Frederick Douglass on Abraham Lincoln and the Emancipation Proclamation
On January 1, 1863, Abraham Lincoln issued the Emancipation Proclamation. Its limited scope, freeing slaves only in those states “in rebellion against the United States,” did not satisfy abolitionists but did infuriate many in the North who were pro-Union but not anti-slavery.
The Proclamation itself was like Mr. Lincoln throughout. It was framed with a view to the least harm and the most good possible in the circumstances, and with especial consideration of the latter. It was thoughtful, cautious, and well guarded at all points. While he hated slavery, and really desired its destruction, he always proceeded against it in a manner the least likely to shock or drive from him any who were truly in sympathy with the preservation of the Union, but who were not friendly to emancipation. For this he kept up the distinction between loyal and disloyal slaveholders, and discriminated in favour of the one, as against the other. In a word, in all that he did, or attempted, he made it manifest that the one great and all commanding object with him, was the peace and preservation of the Union, and that this was the motive and main spring of all his measures. (FROM CHAPTER XII.: HOPE FOR THE NATION) - Frederick Douglass
Horace Greeley, editor of the New York Tribune, published a long editorial in the form of a letter to Lincoln on August 19, 1862, criticizing him for his failure to act effectively to end slavery. Three days later he responded with a statement of the policy he was pursuing. “I would save the Union. I would save it the shortest way under the Constitution. The sooner the national authority can be restored; the nearer the Union will be “the Union as it was.” If there be those who would not save the Union, unless they could at the same time save slavery, I do not agree with them. If there be those who would not save the Union unless they could at the same time destroy slavery, I do not agree with them. My paramount object in this struggle is to save the Union, and is not either to save or to destroy slavery. If I could save the Union without freeing any slave I would do it, and if I could save it by freeing all the slaves I would do it; and if I could save it by freeing some and leaving others alone, I would also do that. What I do about slavery, and the colored race, I do because I believe it helps to save the Union; and what I forbear, I forbear because I do not believe it would help to save the Union. I shall do less whenever I shall believe what I am doing hurts the cause, and I shall do more whenever I shall believe doing more will help the cause.” (Lincoln, Collected Works, V 388-389)

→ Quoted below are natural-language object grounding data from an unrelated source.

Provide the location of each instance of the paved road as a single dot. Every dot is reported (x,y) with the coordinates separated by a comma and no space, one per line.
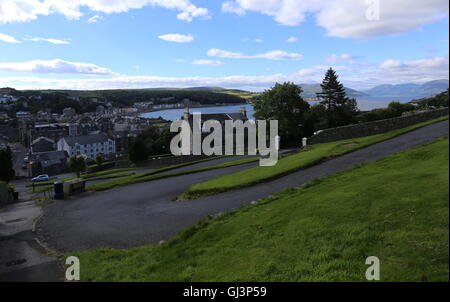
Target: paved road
(144,213)
(21,257)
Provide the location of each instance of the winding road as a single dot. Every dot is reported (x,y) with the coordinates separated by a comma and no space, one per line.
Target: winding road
(145,213)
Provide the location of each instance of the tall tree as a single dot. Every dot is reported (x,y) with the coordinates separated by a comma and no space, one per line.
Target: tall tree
(6,165)
(284,103)
(339,108)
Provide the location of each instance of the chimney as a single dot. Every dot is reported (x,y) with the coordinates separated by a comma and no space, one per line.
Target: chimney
(243,111)
(186,114)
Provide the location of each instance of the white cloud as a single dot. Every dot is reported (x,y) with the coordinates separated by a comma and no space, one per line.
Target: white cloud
(95,19)
(257,40)
(426,66)
(27,10)
(344,58)
(292,39)
(208,62)
(55,66)
(348,18)
(178,38)
(270,55)
(364,77)
(49,40)
(8,39)
(233,7)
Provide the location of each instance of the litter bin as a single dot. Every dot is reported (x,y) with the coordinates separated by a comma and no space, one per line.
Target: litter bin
(59,190)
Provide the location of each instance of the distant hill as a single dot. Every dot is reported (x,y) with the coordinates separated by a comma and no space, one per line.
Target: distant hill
(409,89)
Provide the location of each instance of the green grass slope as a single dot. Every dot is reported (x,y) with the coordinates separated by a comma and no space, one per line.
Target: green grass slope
(312,156)
(395,208)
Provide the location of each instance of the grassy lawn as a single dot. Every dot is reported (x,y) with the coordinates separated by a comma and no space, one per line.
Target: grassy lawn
(156,174)
(106,172)
(109,176)
(395,208)
(313,155)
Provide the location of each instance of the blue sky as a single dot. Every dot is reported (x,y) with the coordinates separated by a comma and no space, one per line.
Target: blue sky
(249,44)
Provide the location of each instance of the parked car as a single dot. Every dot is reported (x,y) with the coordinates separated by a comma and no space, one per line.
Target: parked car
(39,178)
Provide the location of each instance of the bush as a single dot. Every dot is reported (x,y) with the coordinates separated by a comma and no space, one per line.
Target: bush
(6,192)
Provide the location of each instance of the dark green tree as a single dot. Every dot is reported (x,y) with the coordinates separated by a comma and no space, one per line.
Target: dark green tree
(77,165)
(284,103)
(99,159)
(340,109)
(138,151)
(6,165)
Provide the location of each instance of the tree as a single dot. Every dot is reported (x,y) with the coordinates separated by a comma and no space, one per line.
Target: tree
(150,142)
(77,164)
(6,165)
(340,109)
(99,159)
(284,103)
(138,151)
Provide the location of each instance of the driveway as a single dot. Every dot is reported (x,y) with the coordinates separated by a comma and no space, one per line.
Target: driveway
(21,257)
(145,213)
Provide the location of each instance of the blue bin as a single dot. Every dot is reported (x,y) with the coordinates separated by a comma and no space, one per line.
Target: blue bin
(59,190)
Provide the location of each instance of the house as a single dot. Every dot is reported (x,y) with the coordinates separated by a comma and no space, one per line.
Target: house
(220,118)
(51,163)
(4,116)
(53,131)
(23,115)
(88,145)
(42,144)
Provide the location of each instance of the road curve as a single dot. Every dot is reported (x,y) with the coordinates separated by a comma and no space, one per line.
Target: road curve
(144,213)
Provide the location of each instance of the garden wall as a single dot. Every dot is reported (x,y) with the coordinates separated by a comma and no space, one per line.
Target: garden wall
(375,127)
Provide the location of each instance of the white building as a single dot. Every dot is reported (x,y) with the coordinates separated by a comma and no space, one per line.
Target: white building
(88,145)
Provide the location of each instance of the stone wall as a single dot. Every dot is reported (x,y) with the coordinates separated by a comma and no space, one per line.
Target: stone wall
(375,127)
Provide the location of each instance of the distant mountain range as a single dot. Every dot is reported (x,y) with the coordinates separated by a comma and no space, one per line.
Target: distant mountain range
(409,89)
(386,90)
(310,90)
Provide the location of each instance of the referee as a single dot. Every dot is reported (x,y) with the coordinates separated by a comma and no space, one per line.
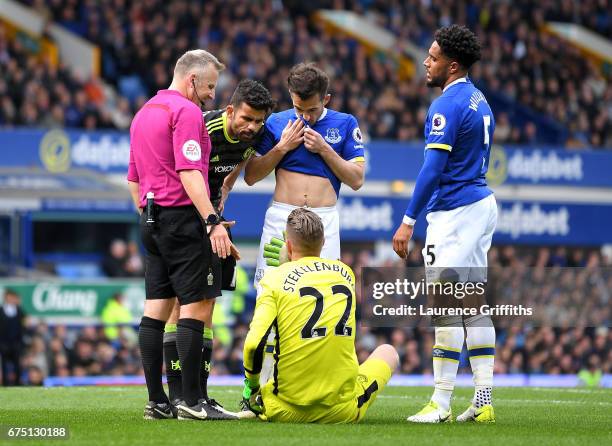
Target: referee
(169,153)
(233,131)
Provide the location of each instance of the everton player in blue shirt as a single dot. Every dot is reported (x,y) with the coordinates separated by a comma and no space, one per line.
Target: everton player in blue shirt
(313,150)
(461,215)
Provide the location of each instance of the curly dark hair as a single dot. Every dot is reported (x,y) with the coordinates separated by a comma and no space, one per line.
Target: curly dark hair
(459,43)
(254,94)
(306,80)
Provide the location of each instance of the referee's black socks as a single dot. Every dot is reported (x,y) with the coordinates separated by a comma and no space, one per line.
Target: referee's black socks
(189,345)
(173,364)
(206,357)
(150,337)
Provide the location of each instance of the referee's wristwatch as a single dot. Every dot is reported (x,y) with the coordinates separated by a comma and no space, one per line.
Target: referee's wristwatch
(213,219)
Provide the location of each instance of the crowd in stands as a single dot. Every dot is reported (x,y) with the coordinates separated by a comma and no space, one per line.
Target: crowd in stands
(62,351)
(140,41)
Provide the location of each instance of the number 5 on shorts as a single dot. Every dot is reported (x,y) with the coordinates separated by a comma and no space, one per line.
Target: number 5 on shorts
(431,256)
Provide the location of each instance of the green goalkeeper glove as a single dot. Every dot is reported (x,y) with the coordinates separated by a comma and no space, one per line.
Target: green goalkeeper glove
(251,397)
(275,252)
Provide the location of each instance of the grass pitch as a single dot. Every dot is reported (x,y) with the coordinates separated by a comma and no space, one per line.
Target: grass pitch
(113,416)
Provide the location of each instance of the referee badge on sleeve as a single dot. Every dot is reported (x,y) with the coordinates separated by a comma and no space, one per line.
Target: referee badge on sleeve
(192,151)
(438,122)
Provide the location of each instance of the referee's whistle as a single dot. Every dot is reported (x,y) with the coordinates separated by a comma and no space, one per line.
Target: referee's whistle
(150,215)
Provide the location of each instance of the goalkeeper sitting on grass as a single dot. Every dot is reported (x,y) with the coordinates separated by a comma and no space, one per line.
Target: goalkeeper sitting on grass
(310,302)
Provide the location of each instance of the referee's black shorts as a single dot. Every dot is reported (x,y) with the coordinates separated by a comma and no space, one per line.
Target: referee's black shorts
(179,256)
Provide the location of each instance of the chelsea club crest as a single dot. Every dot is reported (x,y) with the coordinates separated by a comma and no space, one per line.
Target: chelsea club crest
(333,136)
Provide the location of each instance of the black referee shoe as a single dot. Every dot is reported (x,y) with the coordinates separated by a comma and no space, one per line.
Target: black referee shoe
(159,411)
(204,411)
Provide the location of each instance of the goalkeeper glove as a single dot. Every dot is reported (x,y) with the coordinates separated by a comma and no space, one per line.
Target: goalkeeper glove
(251,397)
(275,252)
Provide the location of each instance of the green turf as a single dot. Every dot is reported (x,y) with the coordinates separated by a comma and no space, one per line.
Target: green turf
(113,416)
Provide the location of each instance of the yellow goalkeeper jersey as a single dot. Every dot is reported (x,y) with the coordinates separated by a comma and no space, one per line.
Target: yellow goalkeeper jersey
(311,305)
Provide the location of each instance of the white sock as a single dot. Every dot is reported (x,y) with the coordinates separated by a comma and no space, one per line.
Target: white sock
(446,351)
(481,348)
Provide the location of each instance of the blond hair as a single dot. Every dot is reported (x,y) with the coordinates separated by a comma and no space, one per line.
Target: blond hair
(196,60)
(305,229)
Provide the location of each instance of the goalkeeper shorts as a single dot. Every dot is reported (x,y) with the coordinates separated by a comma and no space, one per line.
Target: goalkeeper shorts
(373,376)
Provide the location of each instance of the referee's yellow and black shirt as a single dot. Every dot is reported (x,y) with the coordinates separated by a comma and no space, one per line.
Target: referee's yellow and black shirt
(226,152)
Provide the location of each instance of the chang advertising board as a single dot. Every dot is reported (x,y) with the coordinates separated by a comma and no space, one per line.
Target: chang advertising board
(67,302)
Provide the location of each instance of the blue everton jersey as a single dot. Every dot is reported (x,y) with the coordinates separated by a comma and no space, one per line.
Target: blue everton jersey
(460,121)
(340,131)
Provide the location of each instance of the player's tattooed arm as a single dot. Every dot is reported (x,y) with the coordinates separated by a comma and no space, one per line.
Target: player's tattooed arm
(228,184)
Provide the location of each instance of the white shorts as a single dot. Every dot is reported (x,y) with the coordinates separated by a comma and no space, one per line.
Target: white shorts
(276,222)
(460,238)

A month after this response, on September 22, Lincoln issued a preliminary Emancipation Proclamation, which contained the substance of the formal Proclamation issued later and was designed to be a warning to the Confederacy and balm to the opponents of slavery. What the Proclamation of January 1, 1863, added was a detailed list of the geographical areas to be covered.
Lincoln did not believe that he, as President, had the constitutional right to abolish slavery, despite his “oft-expressed personal wish that all men, everywhere, could be free.” (response to Greeley) From Lincoln’s standpoint, the Civil War was not, at least not initially, a war to end slavery. Rather, it was a war to preserve the Union. On the southern side of the Mason-Dixon line, many would have disagreed with Lincoln’s assessment. From their perspective, the war was being fought to preserve slavery, and they would have agreed with an editorial published in The Charleston Mercury on November 3, 1860, three days before the election that put Abraham Lincoln in the White House: “The issue before the country is the extinction of slavery.”